The rest of the fights were small advancements, magi leap-frogging each other up the ladder, but probably nothing of any consequence in the long term. Old rivalries were settled and some narrow-minded bitterness about perceived slights were probably worked out, but nothing dramatic. Except for Antoine, who had stepped in and snatched a position of historical responsibility. Regardless of Protector Hieron's working knowledge of combat magick, he should have been able to withstand the assault of a gifted, yet nominally ranked Traveler. And yet, Antoine had won and in doing so transformed a resolute and steadfast Protectorate into a wildcard, a position held by an enigma whose allegiances and motivations were unknown.

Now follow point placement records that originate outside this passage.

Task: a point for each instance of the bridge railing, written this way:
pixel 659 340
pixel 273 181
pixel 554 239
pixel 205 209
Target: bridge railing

I had thought I understood Antoine's motivations after Portland, and for a moment or two, when we had been talking earlier this morning, I thought I had a handle on what he wanted. But now, with the ring and key missing, I wasn't sure. I wasn't sure Antoine wasn't pulling threads at a deeper level. He was slipping away from me, disappearing into that inscrutable void that no one could penetrate.

Not only did I not know the inner workings of Philippe's grand design, I was starting to realize Antoine's confusion and dismay at being played may have been an act. While he had professed to not be privy to Philippe's design, I was starting to wonder if the Old Man had underestimated his star student, if he had failed to penetrate Antoine's mask and See the naked Machiavellian desire in his heart.

Maybe it wasn't a matter of who had the best insight, but who could hide their true intent. Who could guard their heart best.